El otro, el último

La anécdota la contó en este suplemento Rubén Loza Aguerrebere, escritor uruguayo amigo de Vargas Llosa. Caminaban juntos una mañana por Valencia cuando un señor se acercó al peruano y le dijo: “Le he mirado bien y quiero saludarle, porque usted es García Márquez, ¿verdad?” Vargas Llosa no perdió la compostura, mantuvo la sonrisa, le dio la mano y dijo: “No, yo soy el otro”.

La íntima amistad entre Vargas Llosa y García Márquez empezó con un encuentro en el aeropuerto de Caracas en 1967 pero ya se habían leído y se admiraban. Duró nueve años y se cortó con la célebre trompada que los distanció para siempre. En ese tiempo, junto al resto de los miembros del boom, tejieron la red de conexiones y recomendaciones cruzadas que instaló a la literatura latinoamericana en la escena cultural internacional. En 1967 -Mario con 31 años y Gabo con 40-, el camino a la gloria ya estaba trazado. El primero acababa de ganar el Rómulo Gallegos –el mayor galardón literario de la región- y había encontrado el ritmo de Conversación en La Catedral, su gran novela. Gabo había publicado, meses atrás, Cien años de soledad, obra que lo catapultó al Parnaso. Pronto aparecería la mano de Carmen Balcells, la agente catalana que los transformaría en los primeros escritores profesionales del hemisferio sur. Con la acumulación de contratos, traducciones y la plasticidad de dos escritores que conjugaban un talento extraordinario con sus intervenciones en el debate público.

La común lectura de William Faulkner y la búsqueda simultánea de su identidad latinoamericana aparece en sus primeros libros pero son dos escritores muy distintos. Vargas Llosa lee maravillado Cien años de soledad, escribe una de las primeras críticas periodísticas y uno de los estudios más agudos sobre la novela. “García Márquez no era un intelectual sino un artista que no podía explicar conceptualmente el enorme talento que tenía, que funcionaba con instintos e intuiciones que lo hacían acertar con los adjetivos y la trama pero sin ser plenamente consciente de la magia que lograba con sus historias”, dirá Vargas Llosa.

El peruano, por el contrario, fue un artesano metódico, disciplinado y reflexivo de la literatura. Es el admirador de Flaubert y de Sartre que busca denodadamente la palabra justa mientras conjuga las inconsistencias de la aventura humana con el rigor del pensamiento, mezclando pasiones y razón.

Vargas Llosa toma la decisión que lo marcará ideológicamente hasta el final en 1971, al criticar al régimen castrista por el encarcelamiento del poeta Heberto Padilla. Sufrirá una estigmatización por parte del progresismo y se convertirá en la contracara ideológica de García Márquez.

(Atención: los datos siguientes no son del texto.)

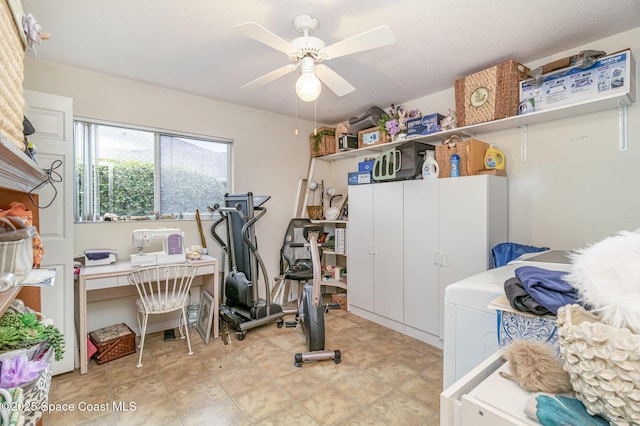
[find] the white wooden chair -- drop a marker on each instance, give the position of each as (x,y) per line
(163,289)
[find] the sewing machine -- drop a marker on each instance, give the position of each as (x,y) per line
(172,246)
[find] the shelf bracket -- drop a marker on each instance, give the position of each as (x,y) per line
(623,141)
(523,142)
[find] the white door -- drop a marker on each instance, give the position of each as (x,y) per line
(422,305)
(52,117)
(360,247)
(388,296)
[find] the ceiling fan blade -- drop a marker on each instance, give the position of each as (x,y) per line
(376,37)
(337,84)
(259,33)
(269,77)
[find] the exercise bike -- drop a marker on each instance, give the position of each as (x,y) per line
(310,315)
(242,308)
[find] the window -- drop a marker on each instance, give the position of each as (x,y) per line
(133,172)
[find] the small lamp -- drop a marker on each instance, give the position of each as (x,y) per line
(308,87)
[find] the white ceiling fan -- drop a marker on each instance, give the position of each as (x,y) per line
(307,52)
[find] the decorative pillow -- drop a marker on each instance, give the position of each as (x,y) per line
(606,278)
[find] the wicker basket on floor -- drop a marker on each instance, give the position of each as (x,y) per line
(113,342)
(603,363)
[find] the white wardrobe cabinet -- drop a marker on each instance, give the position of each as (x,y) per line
(408,240)
(375,241)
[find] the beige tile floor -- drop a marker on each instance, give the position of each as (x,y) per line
(385,378)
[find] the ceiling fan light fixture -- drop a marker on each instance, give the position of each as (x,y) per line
(308,87)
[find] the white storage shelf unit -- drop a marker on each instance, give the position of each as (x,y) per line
(618,101)
(408,240)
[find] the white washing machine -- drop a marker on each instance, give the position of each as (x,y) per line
(470,327)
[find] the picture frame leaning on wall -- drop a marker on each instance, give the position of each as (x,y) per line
(205,316)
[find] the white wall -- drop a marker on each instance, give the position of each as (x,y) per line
(268,158)
(575,186)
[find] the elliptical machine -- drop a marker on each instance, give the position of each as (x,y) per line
(310,311)
(242,308)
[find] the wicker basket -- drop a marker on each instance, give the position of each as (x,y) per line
(315,212)
(450,146)
(503,85)
(113,342)
(323,142)
(603,363)
(11,76)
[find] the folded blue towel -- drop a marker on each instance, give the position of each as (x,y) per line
(547,287)
(561,411)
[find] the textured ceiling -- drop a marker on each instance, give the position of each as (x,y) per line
(192,46)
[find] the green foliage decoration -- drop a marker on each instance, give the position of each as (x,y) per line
(24,330)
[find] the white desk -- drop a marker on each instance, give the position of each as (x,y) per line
(110,282)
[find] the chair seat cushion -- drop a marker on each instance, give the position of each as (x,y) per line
(161,305)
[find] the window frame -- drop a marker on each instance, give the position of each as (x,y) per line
(157,134)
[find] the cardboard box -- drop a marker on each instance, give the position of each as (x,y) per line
(613,74)
(366,166)
(372,136)
(340,298)
(424,125)
(359,178)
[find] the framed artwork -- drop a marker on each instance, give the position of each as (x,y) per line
(205,316)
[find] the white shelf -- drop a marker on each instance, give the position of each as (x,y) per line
(17,171)
(518,121)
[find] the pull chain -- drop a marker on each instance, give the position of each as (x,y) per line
(295,132)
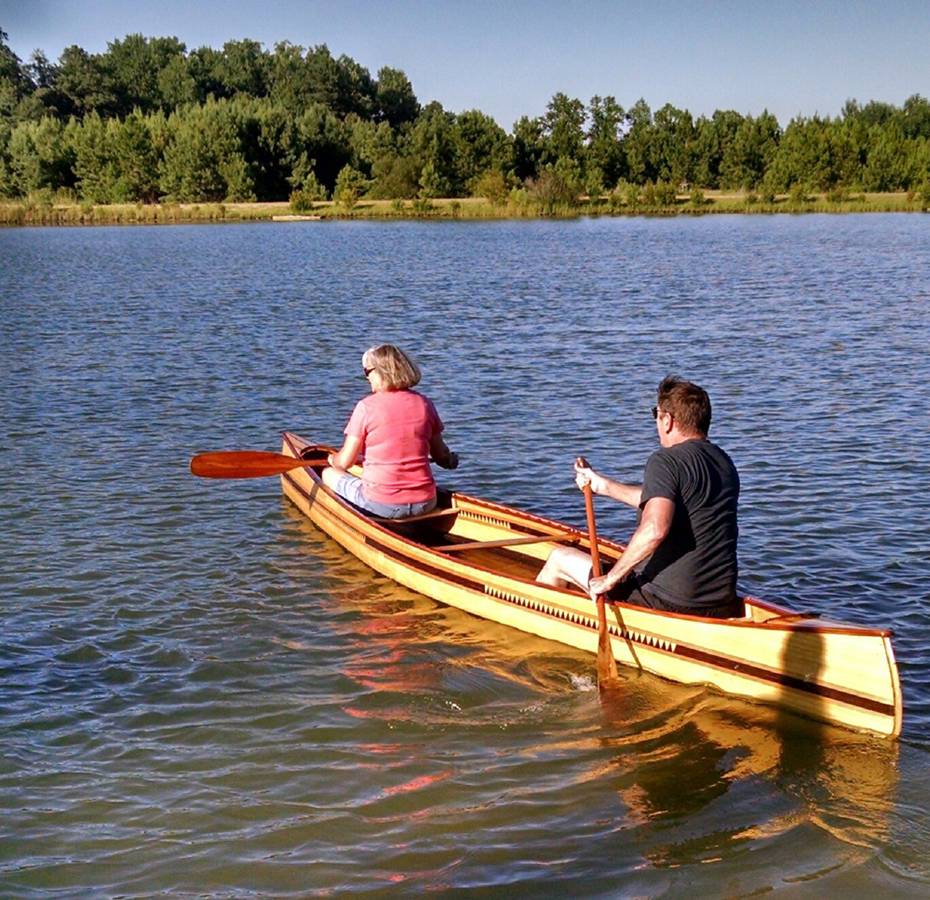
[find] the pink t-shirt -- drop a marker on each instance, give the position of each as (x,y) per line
(396,428)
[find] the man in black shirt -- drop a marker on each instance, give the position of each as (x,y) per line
(682,556)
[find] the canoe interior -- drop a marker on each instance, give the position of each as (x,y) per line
(484,557)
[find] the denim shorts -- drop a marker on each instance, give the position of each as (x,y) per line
(350,487)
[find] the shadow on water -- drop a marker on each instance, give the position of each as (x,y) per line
(709,778)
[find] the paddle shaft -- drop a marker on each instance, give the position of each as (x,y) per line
(607,675)
(248,463)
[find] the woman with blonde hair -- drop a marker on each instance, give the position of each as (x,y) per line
(398,431)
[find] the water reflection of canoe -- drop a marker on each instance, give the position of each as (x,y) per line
(482,557)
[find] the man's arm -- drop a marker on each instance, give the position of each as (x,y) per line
(631,494)
(652,530)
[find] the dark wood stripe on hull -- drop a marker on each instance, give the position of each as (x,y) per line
(663,645)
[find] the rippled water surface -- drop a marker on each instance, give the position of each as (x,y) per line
(200,694)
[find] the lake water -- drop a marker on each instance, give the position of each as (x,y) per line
(202,695)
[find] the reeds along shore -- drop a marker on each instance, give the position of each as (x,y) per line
(52,211)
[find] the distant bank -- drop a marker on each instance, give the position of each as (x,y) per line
(694,203)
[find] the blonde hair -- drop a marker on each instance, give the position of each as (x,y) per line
(398,372)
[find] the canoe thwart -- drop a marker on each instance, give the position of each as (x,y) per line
(510,542)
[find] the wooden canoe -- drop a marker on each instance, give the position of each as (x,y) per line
(483,557)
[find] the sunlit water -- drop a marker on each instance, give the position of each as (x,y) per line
(202,695)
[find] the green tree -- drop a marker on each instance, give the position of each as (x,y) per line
(432,145)
(714,138)
(479,144)
(672,145)
(40,156)
(395,100)
(176,84)
(350,185)
(94,165)
(134,65)
(356,89)
(604,153)
(85,83)
(242,68)
(136,159)
(15,83)
(563,128)
(529,148)
(204,160)
(638,144)
(320,145)
(751,152)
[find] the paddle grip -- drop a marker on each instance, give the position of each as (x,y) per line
(581,462)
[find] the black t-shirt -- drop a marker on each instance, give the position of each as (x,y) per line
(695,566)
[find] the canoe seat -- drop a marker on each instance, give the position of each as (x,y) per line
(432,514)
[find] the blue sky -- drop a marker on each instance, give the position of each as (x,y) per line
(508,57)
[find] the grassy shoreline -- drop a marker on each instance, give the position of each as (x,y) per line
(44,212)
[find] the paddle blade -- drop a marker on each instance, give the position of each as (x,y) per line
(247,463)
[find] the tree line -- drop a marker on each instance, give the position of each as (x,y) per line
(148,120)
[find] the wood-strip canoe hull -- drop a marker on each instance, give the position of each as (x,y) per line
(830,671)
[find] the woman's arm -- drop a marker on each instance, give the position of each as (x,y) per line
(347,455)
(441,454)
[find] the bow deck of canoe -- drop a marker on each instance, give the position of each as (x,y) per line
(482,557)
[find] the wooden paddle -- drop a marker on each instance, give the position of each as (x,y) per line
(248,463)
(607,676)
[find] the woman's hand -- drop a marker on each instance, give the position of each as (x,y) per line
(451,460)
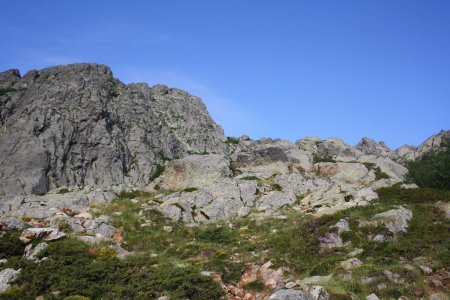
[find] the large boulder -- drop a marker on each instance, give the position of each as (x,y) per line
(46,234)
(289,294)
(255,156)
(78,125)
(395,220)
(371,147)
(215,202)
(7,276)
(434,142)
(46,206)
(193,171)
(334,148)
(348,172)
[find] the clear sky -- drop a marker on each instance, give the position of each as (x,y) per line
(285,69)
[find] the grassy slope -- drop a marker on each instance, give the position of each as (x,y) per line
(169,261)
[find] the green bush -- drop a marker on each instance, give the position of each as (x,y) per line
(431,170)
(71,270)
(318,158)
(10,245)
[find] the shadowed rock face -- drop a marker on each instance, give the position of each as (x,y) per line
(78,125)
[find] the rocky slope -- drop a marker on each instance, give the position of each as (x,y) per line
(93,168)
(77,125)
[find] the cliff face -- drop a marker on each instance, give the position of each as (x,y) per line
(78,125)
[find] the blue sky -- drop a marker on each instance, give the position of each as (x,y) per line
(285,69)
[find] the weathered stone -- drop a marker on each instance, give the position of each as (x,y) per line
(372,297)
(371,147)
(114,134)
(299,184)
(330,241)
(426,270)
(444,206)
(342,226)
(351,263)
(90,240)
(395,220)
(267,151)
(438,296)
(348,172)
(409,186)
(120,252)
(194,171)
(6,276)
(31,252)
(317,293)
(12,224)
(313,280)
(274,200)
(289,294)
(47,234)
(393,277)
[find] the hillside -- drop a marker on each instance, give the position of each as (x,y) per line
(114,191)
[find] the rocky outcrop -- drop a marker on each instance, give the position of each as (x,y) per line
(434,142)
(371,147)
(78,125)
(193,171)
(7,276)
(267,157)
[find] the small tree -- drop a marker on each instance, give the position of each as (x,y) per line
(432,169)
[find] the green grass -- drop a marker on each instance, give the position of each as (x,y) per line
(432,169)
(169,261)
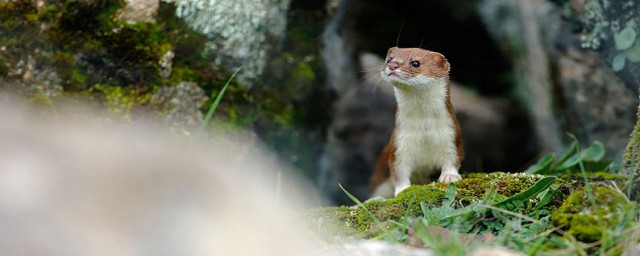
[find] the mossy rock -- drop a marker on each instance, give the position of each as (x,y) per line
(587,222)
(354,221)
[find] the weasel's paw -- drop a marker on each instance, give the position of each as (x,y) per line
(449,177)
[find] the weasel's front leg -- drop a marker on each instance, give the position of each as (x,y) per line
(449,174)
(401,178)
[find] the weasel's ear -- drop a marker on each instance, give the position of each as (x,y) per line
(442,63)
(391,50)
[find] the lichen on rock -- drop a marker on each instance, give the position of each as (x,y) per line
(242,32)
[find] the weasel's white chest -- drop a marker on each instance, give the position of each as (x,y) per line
(425,134)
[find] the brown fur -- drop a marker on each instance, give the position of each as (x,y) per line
(432,64)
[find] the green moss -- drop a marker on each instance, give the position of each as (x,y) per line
(121,101)
(587,222)
(472,189)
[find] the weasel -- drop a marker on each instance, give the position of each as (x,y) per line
(426,137)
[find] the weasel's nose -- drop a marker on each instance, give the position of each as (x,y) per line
(393,65)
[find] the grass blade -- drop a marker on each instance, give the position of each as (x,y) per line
(213,107)
(537,188)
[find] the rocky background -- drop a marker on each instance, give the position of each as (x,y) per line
(526,72)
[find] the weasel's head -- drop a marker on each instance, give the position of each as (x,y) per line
(414,67)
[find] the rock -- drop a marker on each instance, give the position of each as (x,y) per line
(379,248)
(180,105)
(30,76)
(139,11)
(567,88)
(242,33)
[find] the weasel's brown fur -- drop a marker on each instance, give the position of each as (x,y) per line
(432,71)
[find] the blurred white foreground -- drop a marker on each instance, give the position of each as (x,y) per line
(74,184)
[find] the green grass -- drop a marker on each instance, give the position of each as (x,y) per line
(215,104)
(600,221)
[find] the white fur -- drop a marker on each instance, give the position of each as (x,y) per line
(425,135)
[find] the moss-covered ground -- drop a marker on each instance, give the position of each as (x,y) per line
(524,212)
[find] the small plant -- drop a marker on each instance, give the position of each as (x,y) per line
(569,162)
(214,106)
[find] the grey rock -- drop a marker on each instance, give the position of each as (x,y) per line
(139,10)
(242,32)
(180,105)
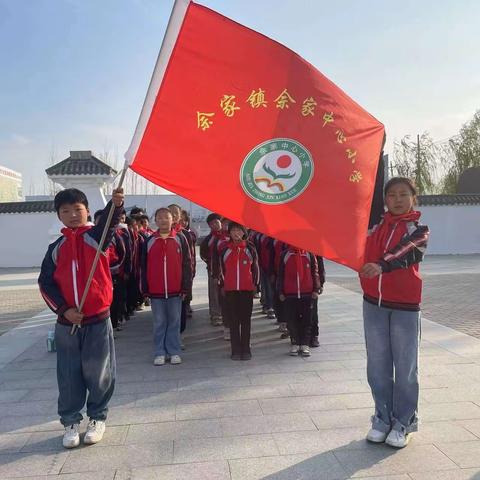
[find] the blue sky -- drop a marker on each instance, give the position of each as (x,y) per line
(74,73)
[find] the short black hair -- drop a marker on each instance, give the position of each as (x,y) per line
(213,216)
(406,181)
(136,211)
(162,209)
(69,196)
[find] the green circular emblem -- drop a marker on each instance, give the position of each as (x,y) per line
(276,171)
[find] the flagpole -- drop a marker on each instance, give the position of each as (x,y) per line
(175,22)
(74,328)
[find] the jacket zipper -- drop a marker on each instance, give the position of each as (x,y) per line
(238,268)
(75,286)
(380,276)
(165,271)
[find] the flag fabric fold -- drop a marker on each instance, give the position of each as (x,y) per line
(240,124)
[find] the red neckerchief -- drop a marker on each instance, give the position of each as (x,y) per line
(298,260)
(72,234)
(380,238)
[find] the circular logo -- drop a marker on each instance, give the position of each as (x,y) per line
(276,171)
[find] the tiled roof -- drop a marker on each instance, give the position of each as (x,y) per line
(27,207)
(81,163)
(457,199)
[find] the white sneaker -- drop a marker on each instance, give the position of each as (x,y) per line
(95,431)
(294,350)
(376,436)
(71,438)
(398,439)
(305,351)
(159,360)
(175,360)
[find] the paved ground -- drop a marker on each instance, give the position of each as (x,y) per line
(275,417)
(451,294)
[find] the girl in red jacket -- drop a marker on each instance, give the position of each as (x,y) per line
(239,276)
(392,290)
(298,286)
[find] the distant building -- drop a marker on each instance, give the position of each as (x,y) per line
(10,185)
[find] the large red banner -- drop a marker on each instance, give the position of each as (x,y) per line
(244,126)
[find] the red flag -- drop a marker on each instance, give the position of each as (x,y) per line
(240,124)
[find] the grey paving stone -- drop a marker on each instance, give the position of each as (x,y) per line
(439,432)
(29,423)
(218,409)
(209,449)
(288,422)
(100,457)
(107,475)
(299,404)
(126,416)
(357,417)
(464,454)
(12,442)
(146,387)
(343,374)
(29,408)
(190,471)
(381,460)
(27,464)
(216,382)
(321,387)
(282,378)
(450,411)
(305,467)
(158,432)
(457,474)
(7,396)
(252,392)
(35,395)
(318,441)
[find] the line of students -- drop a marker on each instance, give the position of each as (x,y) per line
(86,360)
(290,281)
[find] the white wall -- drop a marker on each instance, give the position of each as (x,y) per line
(454,229)
(25,237)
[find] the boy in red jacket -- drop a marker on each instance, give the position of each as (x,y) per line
(239,276)
(298,286)
(166,277)
(85,360)
(392,290)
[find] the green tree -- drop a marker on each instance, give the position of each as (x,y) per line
(419,160)
(466,153)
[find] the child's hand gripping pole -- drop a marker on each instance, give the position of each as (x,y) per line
(74,328)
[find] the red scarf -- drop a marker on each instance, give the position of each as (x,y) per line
(381,235)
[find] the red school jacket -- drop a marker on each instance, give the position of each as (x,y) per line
(238,266)
(297,273)
(398,245)
(66,267)
(166,268)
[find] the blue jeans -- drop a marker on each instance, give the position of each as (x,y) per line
(85,362)
(166,325)
(392,338)
(267,289)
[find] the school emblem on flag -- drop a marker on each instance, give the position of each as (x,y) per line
(238,123)
(276,171)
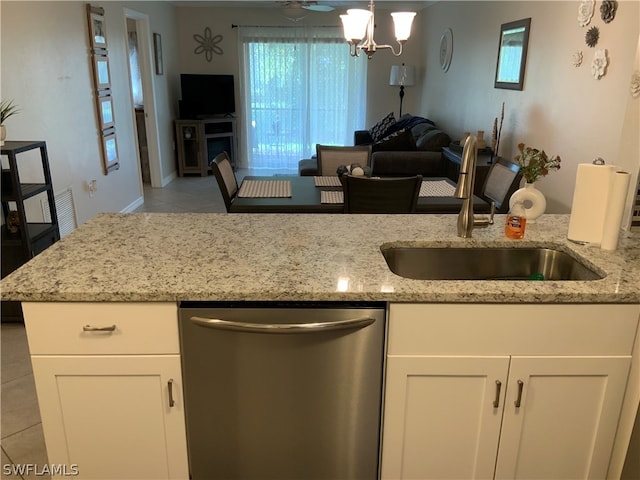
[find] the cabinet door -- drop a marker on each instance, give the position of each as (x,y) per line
(566,422)
(440,421)
(110,415)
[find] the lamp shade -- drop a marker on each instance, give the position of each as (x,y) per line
(402,22)
(402,75)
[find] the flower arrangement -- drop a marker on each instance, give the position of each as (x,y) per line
(7,108)
(535,163)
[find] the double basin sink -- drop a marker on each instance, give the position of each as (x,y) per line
(485,263)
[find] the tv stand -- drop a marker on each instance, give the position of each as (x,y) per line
(199,141)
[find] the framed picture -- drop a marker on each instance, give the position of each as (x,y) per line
(101,72)
(110,152)
(512,54)
(97,29)
(157,50)
(105,112)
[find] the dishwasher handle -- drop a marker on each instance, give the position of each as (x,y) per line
(280,328)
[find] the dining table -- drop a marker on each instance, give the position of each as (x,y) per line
(323,194)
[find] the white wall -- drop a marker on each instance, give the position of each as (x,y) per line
(562,109)
(46,70)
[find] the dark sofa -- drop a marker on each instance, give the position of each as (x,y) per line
(409,146)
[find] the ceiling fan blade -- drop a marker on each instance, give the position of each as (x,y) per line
(318,8)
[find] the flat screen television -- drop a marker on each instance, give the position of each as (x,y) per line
(206,95)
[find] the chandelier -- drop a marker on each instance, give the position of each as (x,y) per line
(358,27)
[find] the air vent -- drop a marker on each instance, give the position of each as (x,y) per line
(65,208)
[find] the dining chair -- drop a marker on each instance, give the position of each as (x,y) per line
(226,178)
(330,157)
(381,195)
(502,180)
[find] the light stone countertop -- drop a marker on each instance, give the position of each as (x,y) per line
(170,257)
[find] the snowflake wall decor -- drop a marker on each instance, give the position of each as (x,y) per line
(576,58)
(635,84)
(608,10)
(599,64)
(592,37)
(208,44)
(585,12)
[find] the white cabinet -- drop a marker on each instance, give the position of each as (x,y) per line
(439,419)
(456,372)
(109,388)
(567,416)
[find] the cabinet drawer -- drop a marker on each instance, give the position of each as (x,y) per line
(131,328)
(474,329)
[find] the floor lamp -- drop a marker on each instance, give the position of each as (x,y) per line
(404,76)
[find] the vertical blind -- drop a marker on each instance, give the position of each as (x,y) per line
(299,87)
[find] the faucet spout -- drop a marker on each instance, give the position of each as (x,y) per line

Fue el otro, y también el último de los escritores que construían historias inolvidables para varias generaciones, con estilos y géneros que despertaban un interés universal, mientras escribían en los diarios o suscribían posiciones políticas que los tornaban ineludibles en la discusión pública.

“¿Cómo recibiste la noticia de la muerte de García Márquez?”, le preguntó Carlos Granés a Vargas Llosa, en 2017: “Con pena, desde luego. Es una época que se termina, también con la muerte de Cortázar y Carlos Fuentes. Magníficos escritores y también grandes amigos en un momento en que América latina llamó la atención al mundo entero…Descubrir que soy el último sobreviviente de esa generación es triste. Pero, como dice un vals peruano, ´la vida es así, y así es la vida’”.